Originally posted by Siaf__csf
You pointed out that as guerilla warfare goes your troops aren't doing bad in Iraq. I don't argue that fact - the casualties aren't big considered the job they have to do down there. However I'm under the impression that the public opinnion in your country is that the loss of life is not acceptable regardless of 'how well' your troops do when put into the mission frame. If things continue like this for a longer time, heads will be asked to platter as the spending and loss of life mounts up gradually but certainly.
The attitude of the American public with regards to war and the cost of war is a weakness that is caused by naivete in such matters and the actions of the majority of the American media outlets who exacerbate the problem by (deliberately?) failing to keep things in perspective.
No matter how good you are or how inept your enemy is you are going to lose guys on the ground. If there's really an 'American Persona' part of that 'persona' likes perfection, 'shutouts', etc.
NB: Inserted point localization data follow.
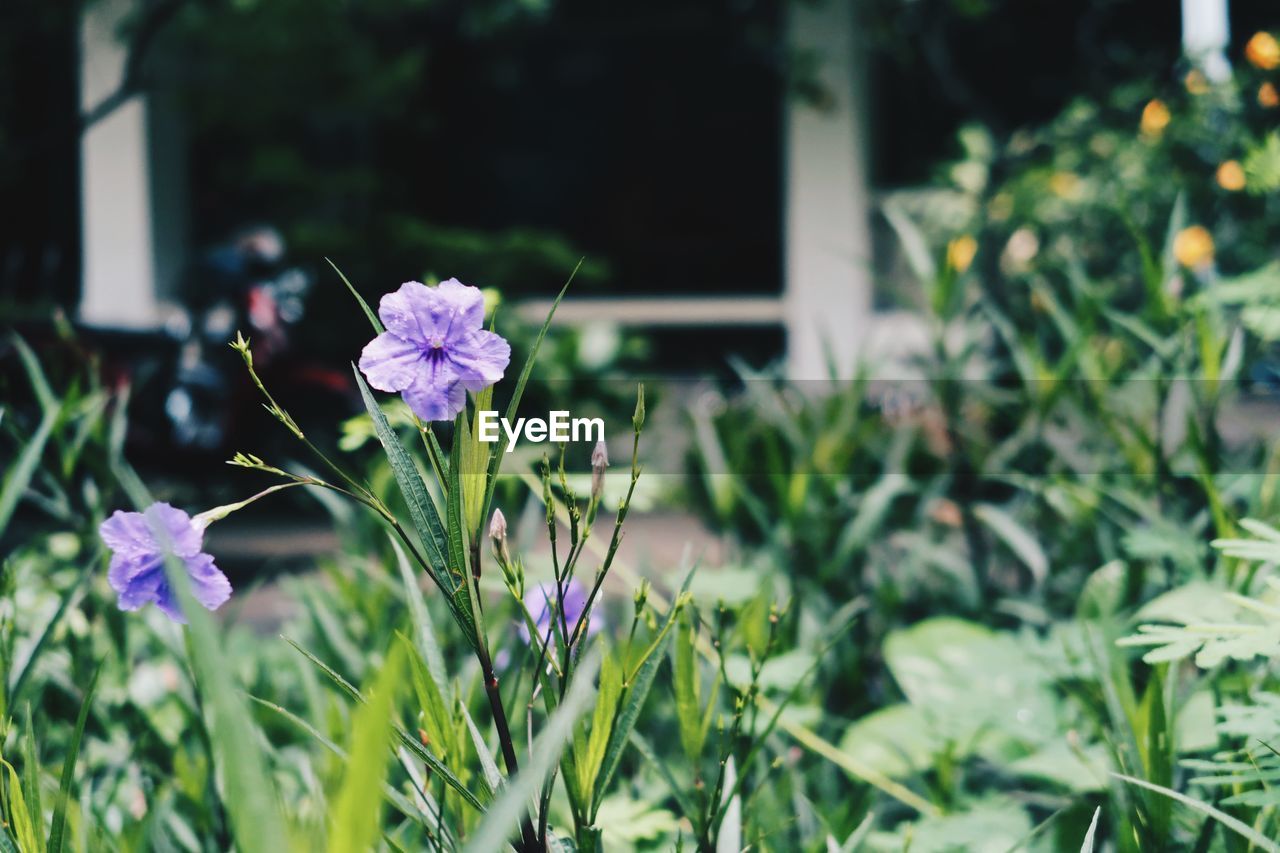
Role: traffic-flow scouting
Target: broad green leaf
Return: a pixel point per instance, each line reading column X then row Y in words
column 602, row 721
column 895, row 740
column 424, row 514
column 18, row 477
column 634, row 693
column 506, row 812
column 488, row 765
column 359, row 807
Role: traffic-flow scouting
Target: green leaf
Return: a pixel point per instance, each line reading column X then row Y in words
column 364, row 305
column 248, row 794
column 406, row 739
column 1237, row 826
column 1020, row 541
column 435, row 714
column 18, row 477
column 31, row 769
column 602, row 723
column 634, row 694
column 56, row 834
column 895, row 740
column 359, row 807
column 688, row 683
column 18, row 816
column 506, row 812
column 513, row 405
column 1087, row 845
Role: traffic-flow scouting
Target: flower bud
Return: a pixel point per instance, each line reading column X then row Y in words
column 638, row 418
column 498, row 536
column 599, row 461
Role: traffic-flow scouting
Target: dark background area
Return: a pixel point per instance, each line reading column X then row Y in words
column 506, row 140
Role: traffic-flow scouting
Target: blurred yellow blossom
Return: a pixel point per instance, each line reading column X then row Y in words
column 960, row 252
column 1155, row 118
column 1262, row 51
column 1230, row 176
column 1193, row 246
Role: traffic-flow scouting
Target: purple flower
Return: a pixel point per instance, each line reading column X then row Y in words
column 434, row 349
column 542, row 603
column 138, row 556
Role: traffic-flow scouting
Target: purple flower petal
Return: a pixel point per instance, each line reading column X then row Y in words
column 542, row 605
column 141, row 542
column 391, row 361
column 480, row 359
column 434, row 349
column 208, row 583
column 432, row 401
column 432, row 315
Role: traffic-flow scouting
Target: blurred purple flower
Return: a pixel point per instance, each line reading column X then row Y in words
column 542, row 602
column 137, row 559
column 434, row 349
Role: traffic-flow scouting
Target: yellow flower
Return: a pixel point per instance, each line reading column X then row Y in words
column 1230, row 176
column 1262, row 51
column 1065, row 185
column 960, row 252
column 1269, row 96
column 1155, row 118
column 1193, row 247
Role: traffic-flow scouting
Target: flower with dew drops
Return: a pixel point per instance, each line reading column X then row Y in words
column 542, row 603
column 140, row 544
column 434, row 349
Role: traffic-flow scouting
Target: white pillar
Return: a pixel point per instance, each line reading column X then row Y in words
column 1206, row 33
column 118, row 284
column 828, row 251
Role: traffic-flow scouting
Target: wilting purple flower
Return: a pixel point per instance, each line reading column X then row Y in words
column 434, row 349
column 138, row 556
column 542, row 603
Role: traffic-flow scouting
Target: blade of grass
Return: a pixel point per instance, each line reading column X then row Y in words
column 513, row 405
column 502, row 820
column 359, row 810
column 364, row 305
column 800, row 733
column 58, row 831
column 1233, row 824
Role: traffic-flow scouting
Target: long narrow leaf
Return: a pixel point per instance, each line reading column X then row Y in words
column 506, row 812
column 359, row 808
column 58, row 833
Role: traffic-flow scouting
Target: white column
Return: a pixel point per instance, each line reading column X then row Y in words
column 1206, row 33
column 118, row 284
column 827, row 241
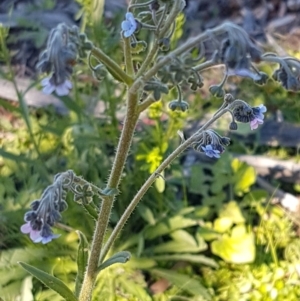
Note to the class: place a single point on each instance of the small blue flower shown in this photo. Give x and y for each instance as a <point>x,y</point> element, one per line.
<point>44,214</point>
<point>258,116</point>
<point>129,26</point>
<point>61,89</point>
<point>211,151</point>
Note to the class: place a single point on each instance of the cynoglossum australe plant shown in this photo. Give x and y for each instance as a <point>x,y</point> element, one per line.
<point>147,80</point>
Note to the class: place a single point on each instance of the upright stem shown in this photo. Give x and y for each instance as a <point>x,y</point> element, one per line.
<point>103,217</point>
<point>122,221</point>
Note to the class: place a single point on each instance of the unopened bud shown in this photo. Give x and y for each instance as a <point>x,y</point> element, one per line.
<point>217,91</point>
<point>233,126</point>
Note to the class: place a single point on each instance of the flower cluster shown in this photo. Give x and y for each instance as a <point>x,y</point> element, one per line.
<point>58,59</point>
<point>254,115</point>
<point>212,144</point>
<point>45,212</point>
<point>129,25</point>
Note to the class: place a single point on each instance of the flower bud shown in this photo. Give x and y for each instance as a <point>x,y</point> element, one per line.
<point>217,91</point>
<point>176,105</point>
<point>228,98</point>
<point>263,78</point>
<point>164,44</point>
<point>138,46</point>
<point>233,126</point>
<point>99,72</point>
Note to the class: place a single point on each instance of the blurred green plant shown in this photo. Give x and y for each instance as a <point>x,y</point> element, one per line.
<point>232,246</point>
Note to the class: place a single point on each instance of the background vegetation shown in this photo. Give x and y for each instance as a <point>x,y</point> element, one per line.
<point>207,232</point>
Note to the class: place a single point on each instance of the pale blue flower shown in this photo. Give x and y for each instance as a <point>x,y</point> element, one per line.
<point>61,89</point>
<point>210,151</point>
<point>129,26</point>
<point>38,235</point>
<point>258,116</point>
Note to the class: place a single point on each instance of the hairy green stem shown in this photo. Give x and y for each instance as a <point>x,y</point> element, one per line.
<point>122,221</point>
<point>112,66</point>
<point>176,8</point>
<point>128,57</point>
<point>191,43</point>
<point>107,203</point>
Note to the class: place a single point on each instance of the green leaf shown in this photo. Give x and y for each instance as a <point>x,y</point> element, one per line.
<point>183,282</point>
<point>233,212</point>
<point>109,192</point>
<point>82,259</point>
<point>244,176</point>
<point>90,210</point>
<point>160,183</point>
<point>147,214</point>
<point>182,242</point>
<point>222,224</point>
<point>120,257</point>
<point>50,281</point>
<point>169,225</point>
<point>188,257</point>
<point>238,248</point>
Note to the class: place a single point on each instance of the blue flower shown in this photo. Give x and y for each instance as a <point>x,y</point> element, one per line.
<point>38,235</point>
<point>211,151</point>
<point>129,26</point>
<point>258,116</point>
<point>44,214</point>
<point>61,89</point>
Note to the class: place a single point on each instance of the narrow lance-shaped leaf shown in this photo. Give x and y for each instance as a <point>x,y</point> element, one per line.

This 'persona trait' has a hard time handling the fact that - to loosely quote Hitler of all people - 'Even a victorious army pays a price', i.e. there's always a few guys that don't get to celebrate the big win when it comes to warfare.
I think the primary factor is that most Nations in Europe and Asia have had a continuos first hand 'institutional memory' of what warfare is really all about for several hundreds of years. America does not have the benefit of such experience. The last war fought by Americans on American soil was the Civil War - There aren't any citizens alive today to recall that war. Most Americans don't know, don't want to know, or cannot fathom how ugly a 'real war' is. The ones who wind up serving in the various combat arms of the U.S. military are educated about 'real war'. The uneducated majority are then all too often 'played' by the media because nothing generates ratings better than causing dismay and shock.
Immediately after the end of hostilities in the '91 Gulf War "We're in real trouble the next time a real war comes around" was not an uncommonly heard statement among the various circles of military personnel that discussed such things. The point of the statement was that since the '91 Gulf War went so well, and ended so cleanly as far as the American public was concerned (funny how the media never covered the butchering of the Iraqis and the Kurds who rose up against Hussein and were 'hung out to dry', but there 'wasn't a dry eye in the media house' when Iraqi vehicles and soldiers were getting hammered trying to flee Kuwait along 'the Highway of Death') that a large % of the citizenry basically became 'spoiled'. They took away the understanding that war could be fought cleanly and almost painlessly as far as Americans were concerned.
I don't know how the lesson is going to be taught - if it's going to take a President losing an election and his successor having the same difficulties (thus showing people that the type of 'win' they want cannot be delivered), or some '4-Star' telling it like it is and then being forced to resign, or a succession of nasty (to Americans, 'par for the course' to the citizens of some other Nations) ground intensive military conflicts but eventually the people who honestly currently don't 'get it' (as opposed to the people who harp on every death not because they give a damn but because it gives them something to harp about) will eventually learn. The sooner the better. When uneducated public opinion adversely affects the freedom of planning and execution of the professional military everyone loses.
The short version - one example is we should have gone in on the ground in Kosovo and ended the war in 1/10 the time it took to end it. American losses would have been higher for sure. Bad guy losses would have been 10 times however (meaning less of them migrating to other conflicts, like the ones who proceeded to go over to Chechnya and become terrorists) and a lot of civilians who were murdered during the execution of the air campaign would be alive today. But the political masters of the U.S. military wanted a 'clean' war, with minimal U.S. bloodshed. The sentiment is nice but it is wrong when war is the last best option.
In the republic that is the U.S.A., the ideal and intended relationship between the government and the military is that the government states the objectives and the military attains them. Senators and Congressmen have no place when it comes to opinions on how to attain them. If you employ a surgeon to remove the tumor you let him do so in the best manner that he knows how. You'd be a fool to spend 2 days on
http://www.webmd.com and then ask for his plan of action so you could 'improve on it'.
Tell the professional(s) what you need done, even assign conditions. But when it's time for them to go to work let them do the job and get the hell out of the way. I cannot stand the horde of retired/former/etc. military guys who show up on Fox or CNN or ABC or NBC explaining 'how it should have been done' when they are about as 'in the loop' as JFKs Wife was when it came to who was sleeping with who (by the way that's not an anti-Democratic barb there - I think JFK was a great person and a good President).
More guys are going to get killed no matter how good the planning, support, etc. There is no way around it. Guys getting killed does not equal a 'quagmire'. Guys getting killed with no progress being made *sometimes* might be called a 'quagmire'.
You'd think that people would have a little faith after the predictions before the Good Guys attacked the Taliban wound up being so far off target.